# TACP cadre at USAF Weapons School



## CDG (Dec 16, 2012)

I saw a post by the TACP Association on my FB page tonight about the first group of graduates from the "Advanced JTAC Course" that are now going on to be cadre at the USAF Weapons School.  Just wondering about the backstory behind this and  if it's an experimental thing or a legitimate addition to the Weapons School.   SOWT, Freefalling, Red-Dot, do you guys know anything about this?


----------



## Red-Dot (Dec 17, 2012)

CDG said:


> I saw a post by the TACP Association on my FB page tonight about the first group of graduates from the "Advanced JTAC Course" that are now going on to be cadre at the USAF Weapons School. Just wondering about the backstory behind this and if it's an experimental thing or a legitimate addition to the Weapons School. SOWT, Freefalling, Red-Dot, do you guys know anything about this?


 
I will check into this further. I will tell you what I "believe it to be".  My educated guess is that it's a "graduate" level JTAC course where the dudes become guru's on all current weapons and advanced employment tactics ( i.e use a GBU-38 version 1 vs a GBU-38 version 3 in this incident), aircraft capes etc..... I would say this course is probably for the more senior JTAC's with many years and deployments under their belt. I would think, the guys who undergo this would return to their respective ASOS's and set up in their respective training shops to become the resident experts on advanced JTACery........ I will post more info when I can get hold of it. Best Regards.


----------



## CDG (Dec 17, 2012)

Red-Dot said:


> I will check into this further. I will tell you what I "believe it to be". My educated guess is that it's a "graduate" level JTAC course where the dudes become guru's on all current weapons and advanced employment tactics ( i.e use a GBU-38 version 1 vs a GBU-38 version 3 in this incident), aircraft capes etc..... I would say this course is probably for the more senior JTAC's with many years and deployments under their belt. I would think, the guys who undergo this would return to their respective ASOS's and set up in their respective training shops to become the resident experts on advanced JTACery........ I will post more info when I can get hold of it. Best Regards.


 
Thank you for looking into it.  Much appreciated.


----------



## DA SWO (Dec 17, 2012)

Red-Dot said:


> I will check into this further. I will tell you what I "believe it to be". My educated guess is that it's a "graduate" level JTAC course where the dudes become guru's on all current weapons and advanced employment tactics ( i.e use a GBU-38 version 1 vs a GBU-38 version 3 in this incident), aircraft capes etc..... I would say this course is probably for the more senior JTAC's with many years and deployments under their belt. I would think, the guys who undergo this would return to their respective ASOS's and set up in their respective training shops to become the resident experts on advanced JTACery........ I will post more info when I can get hold of it. Best Regards.

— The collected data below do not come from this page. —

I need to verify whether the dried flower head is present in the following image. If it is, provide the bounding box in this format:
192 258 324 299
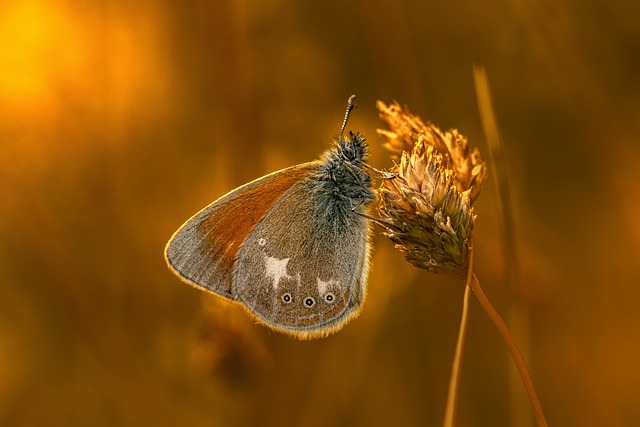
376 101 487 273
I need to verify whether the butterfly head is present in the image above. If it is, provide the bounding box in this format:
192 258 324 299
336 130 369 166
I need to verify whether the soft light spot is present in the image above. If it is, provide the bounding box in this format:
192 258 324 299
265 256 291 290
258 238 266 246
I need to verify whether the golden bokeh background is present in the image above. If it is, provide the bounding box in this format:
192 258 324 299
1 0 639 425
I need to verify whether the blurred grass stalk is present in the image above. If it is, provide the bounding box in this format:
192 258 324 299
472 63 537 427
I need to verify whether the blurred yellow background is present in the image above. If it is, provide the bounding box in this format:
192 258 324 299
1 0 639 426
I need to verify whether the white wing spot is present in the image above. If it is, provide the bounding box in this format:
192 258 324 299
317 278 338 297
265 256 291 290
258 238 266 246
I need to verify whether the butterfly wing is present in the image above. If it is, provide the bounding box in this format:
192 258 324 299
165 163 318 299
232 172 372 339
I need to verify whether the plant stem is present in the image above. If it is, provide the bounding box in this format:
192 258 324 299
469 274 549 427
443 236 475 427
443 283 471 427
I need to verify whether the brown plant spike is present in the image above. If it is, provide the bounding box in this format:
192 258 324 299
376 101 486 274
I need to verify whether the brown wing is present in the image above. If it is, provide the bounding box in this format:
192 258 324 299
232 174 372 339
164 162 318 299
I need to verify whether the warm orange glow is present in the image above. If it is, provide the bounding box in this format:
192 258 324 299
0 0 169 128
0 2 78 111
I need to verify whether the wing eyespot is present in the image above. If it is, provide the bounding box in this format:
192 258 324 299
303 297 316 308
281 293 292 304
324 293 335 303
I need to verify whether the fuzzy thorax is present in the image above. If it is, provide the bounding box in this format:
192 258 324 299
311 131 375 224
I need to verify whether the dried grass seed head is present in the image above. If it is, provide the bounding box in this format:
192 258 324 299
375 101 485 273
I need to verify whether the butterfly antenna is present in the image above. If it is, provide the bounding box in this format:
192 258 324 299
340 94 357 137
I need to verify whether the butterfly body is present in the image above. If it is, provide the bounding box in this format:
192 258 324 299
165 131 374 339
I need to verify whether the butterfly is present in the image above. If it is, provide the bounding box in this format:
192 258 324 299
165 96 375 339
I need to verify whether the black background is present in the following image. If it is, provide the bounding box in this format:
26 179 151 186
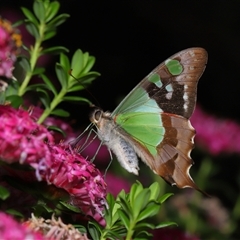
1 1 240 123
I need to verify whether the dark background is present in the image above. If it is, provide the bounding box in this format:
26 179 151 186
1 1 240 122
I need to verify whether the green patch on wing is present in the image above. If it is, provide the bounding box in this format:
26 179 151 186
115 112 165 155
165 59 183 75
148 73 163 88
112 87 162 115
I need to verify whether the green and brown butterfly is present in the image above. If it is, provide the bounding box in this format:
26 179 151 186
90 48 208 192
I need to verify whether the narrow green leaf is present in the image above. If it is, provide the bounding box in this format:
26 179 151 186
51 108 70 117
21 7 39 26
133 222 155 230
6 95 23 108
6 209 24 218
37 88 50 108
82 56 96 74
33 67 45 75
0 186 10 200
60 53 70 72
149 182 160 201
82 52 89 68
41 46 69 55
63 96 91 104
48 13 70 27
132 189 150 215
118 210 130 229
55 63 68 88
18 56 31 72
47 126 66 137
25 21 39 39
33 0 45 22
45 1 60 22
88 222 101 240
129 182 143 208
137 201 160 221
40 74 57 96
77 71 100 84
67 85 84 92
25 83 47 92
158 193 173 204
59 201 81 213
71 49 84 77
12 20 24 28
43 31 56 41
155 221 178 228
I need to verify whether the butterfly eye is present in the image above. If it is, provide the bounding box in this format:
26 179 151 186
94 109 102 122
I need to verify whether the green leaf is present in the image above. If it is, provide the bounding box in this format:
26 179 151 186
62 96 91 104
33 0 45 22
18 56 31 72
48 13 70 27
59 201 81 213
132 189 150 216
149 182 160 201
82 56 96 74
55 63 68 88
71 49 84 77
158 193 173 204
6 209 24 218
67 85 84 92
129 181 143 208
133 222 155 231
25 83 47 92
47 126 66 137
37 88 50 108
88 221 101 240
60 53 70 72
41 46 69 55
51 108 70 117
40 74 57 96
12 19 25 28
33 67 45 75
137 201 160 221
77 71 100 84
155 221 178 228
118 210 130 229
25 21 39 39
45 1 60 22
0 186 10 200
43 31 56 41
21 7 39 26
6 95 23 108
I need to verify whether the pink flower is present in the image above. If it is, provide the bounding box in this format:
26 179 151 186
0 212 44 240
0 18 22 79
0 105 107 221
191 105 240 155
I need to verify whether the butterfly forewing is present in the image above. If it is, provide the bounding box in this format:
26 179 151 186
112 48 207 119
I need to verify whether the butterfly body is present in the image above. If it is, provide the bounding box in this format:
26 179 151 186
90 48 208 191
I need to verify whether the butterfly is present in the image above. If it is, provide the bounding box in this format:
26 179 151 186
90 48 207 192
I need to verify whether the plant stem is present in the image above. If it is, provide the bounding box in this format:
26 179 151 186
18 22 45 96
37 87 66 124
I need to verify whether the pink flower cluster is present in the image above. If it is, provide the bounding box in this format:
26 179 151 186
0 105 107 221
191 105 240 155
0 212 44 240
0 18 22 79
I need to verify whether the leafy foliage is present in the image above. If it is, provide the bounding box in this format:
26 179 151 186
88 181 175 240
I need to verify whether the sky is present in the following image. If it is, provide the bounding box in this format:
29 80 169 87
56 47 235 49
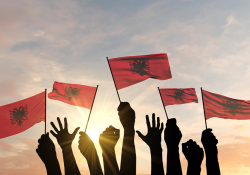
1 0 250 174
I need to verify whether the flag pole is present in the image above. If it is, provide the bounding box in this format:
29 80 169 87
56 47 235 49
106 57 121 102
85 85 99 132
45 89 47 134
157 87 169 119
200 87 208 129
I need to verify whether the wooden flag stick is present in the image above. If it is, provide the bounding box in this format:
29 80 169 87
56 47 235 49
45 89 47 134
157 87 169 119
106 57 121 102
200 87 208 129
85 85 99 132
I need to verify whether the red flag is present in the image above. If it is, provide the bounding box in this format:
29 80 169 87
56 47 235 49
0 92 45 139
108 53 172 90
159 88 198 106
202 89 250 120
48 81 97 109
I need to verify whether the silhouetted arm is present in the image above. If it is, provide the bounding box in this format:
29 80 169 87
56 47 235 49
118 102 136 175
78 132 103 175
99 126 120 175
165 118 182 175
182 139 204 175
201 129 220 175
36 133 62 175
50 117 80 175
136 114 164 175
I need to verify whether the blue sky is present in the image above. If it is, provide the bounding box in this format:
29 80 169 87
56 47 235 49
1 0 250 174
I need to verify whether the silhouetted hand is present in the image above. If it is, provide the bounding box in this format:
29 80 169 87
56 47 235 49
36 133 62 175
201 128 218 153
78 132 96 160
100 126 120 175
164 118 182 149
118 102 135 129
201 129 220 175
137 114 164 175
50 117 80 149
79 132 104 175
136 114 164 149
99 125 120 151
182 139 204 167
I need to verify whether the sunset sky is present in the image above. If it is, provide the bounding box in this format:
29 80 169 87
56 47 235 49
1 0 250 174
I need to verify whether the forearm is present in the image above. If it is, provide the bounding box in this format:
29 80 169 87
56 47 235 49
62 146 81 175
150 147 164 175
86 151 103 175
120 128 136 175
186 164 201 175
205 149 220 175
166 147 182 175
102 149 119 175
45 159 62 175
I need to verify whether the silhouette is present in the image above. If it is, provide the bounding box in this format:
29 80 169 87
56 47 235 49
50 117 80 175
118 102 136 175
165 118 183 175
99 126 120 175
201 129 221 175
36 133 62 175
78 131 103 175
182 139 204 175
136 113 164 175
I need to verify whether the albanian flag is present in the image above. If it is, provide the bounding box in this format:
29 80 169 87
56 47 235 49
159 88 198 106
202 89 250 120
0 91 45 139
108 53 172 90
48 81 97 109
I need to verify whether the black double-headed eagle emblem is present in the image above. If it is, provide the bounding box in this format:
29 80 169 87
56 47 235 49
9 105 28 126
129 59 150 76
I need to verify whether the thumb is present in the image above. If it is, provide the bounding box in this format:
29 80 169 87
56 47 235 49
72 127 80 137
136 130 145 141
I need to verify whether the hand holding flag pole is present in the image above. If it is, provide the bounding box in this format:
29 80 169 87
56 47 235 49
85 85 99 132
200 87 208 129
106 57 121 102
157 87 169 119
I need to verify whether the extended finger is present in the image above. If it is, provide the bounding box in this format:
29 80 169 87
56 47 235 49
160 122 164 132
64 117 68 130
136 130 145 141
57 117 63 130
72 127 80 137
157 117 160 129
152 113 156 128
50 130 57 138
50 122 59 133
146 115 151 129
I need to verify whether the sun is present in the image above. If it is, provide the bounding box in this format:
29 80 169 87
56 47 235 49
87 129 100 141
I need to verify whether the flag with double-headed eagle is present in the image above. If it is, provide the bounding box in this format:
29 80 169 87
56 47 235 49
0 91 45 139
202 89 250 120
108 53 172 90
48 81 97 109
159 88 198 106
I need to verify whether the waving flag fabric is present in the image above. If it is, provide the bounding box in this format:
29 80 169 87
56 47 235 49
159 88 198 106
0 91 45 139
202 89 250 120
48 81 97 109
108 53 172 90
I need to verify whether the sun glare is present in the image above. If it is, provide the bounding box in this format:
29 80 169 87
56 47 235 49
87 129 100 141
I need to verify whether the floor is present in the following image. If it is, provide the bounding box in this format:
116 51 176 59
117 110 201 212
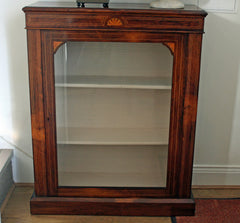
1 186 240 223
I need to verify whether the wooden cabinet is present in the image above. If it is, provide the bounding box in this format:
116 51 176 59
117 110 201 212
23 2 207 216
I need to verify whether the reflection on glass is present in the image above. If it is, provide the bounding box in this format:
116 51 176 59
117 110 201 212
54 42 173 187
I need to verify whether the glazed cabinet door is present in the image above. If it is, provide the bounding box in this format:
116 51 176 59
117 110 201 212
55 41 172 187
34 30 198 198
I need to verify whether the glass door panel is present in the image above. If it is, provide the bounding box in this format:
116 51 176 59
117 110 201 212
54 42 173 187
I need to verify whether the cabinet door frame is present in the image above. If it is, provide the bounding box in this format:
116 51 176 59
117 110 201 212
29 29 202 198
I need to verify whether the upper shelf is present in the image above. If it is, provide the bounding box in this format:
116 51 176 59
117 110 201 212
55 75 172 90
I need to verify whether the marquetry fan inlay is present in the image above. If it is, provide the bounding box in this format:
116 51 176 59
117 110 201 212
106 17 123 26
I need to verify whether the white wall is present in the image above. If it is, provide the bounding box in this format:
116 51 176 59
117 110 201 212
0 0 34 183
0 0 240 185
193 8 240 185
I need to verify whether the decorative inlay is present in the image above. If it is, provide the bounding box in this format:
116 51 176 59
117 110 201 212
53 41 65 54
163 42 175 55
106 17 123 26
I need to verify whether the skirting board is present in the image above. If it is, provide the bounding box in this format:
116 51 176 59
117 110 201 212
15 183 240 190
15 164 240 186
192 165 240 185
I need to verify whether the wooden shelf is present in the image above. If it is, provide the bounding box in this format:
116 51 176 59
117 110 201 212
58 171 166 187
57 127 169 145
55 75 172 90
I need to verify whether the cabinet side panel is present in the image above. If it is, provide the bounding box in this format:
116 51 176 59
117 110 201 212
178 34 203 197
27 30 48 196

That would be my guess, as the Weapon School is the ultimate "Train the Trainer" for big blue.
Hope the budget cuts don't decimate your career field as we (the AF) are making huge improvements, I'd hate to lose those due to funding.


----------



## Johca (Dec 22, 2012)

Or perhaps it has something to do with training ALO "wingman". 

For Rated ALOs, completion of ALOQC and SERE are required for award of the 13LXX AFSC.

Air Liaison Officer Preparatory Course (ALOPC) – not required for rated ALO’s (AFSC’s 11X, 12XX, 13B). 

Air Liaison Officer Basic Course (ALOBC) – not required for rated ALO’s (AFSC’s 11XX, 12XX, 13B). 

Air Liaison Officer Specialized Skills Course (ALOSSC) (Pending Resources) – not required for rated ALO’s (AFSC’s 11XX, 12XX, 13B). 

The first course for the rated ALO wingman is the Air Liaison Officer Qualification Course (ALOQC) taught at Nellis AFB, aka home of the USAF Weapons School.


----------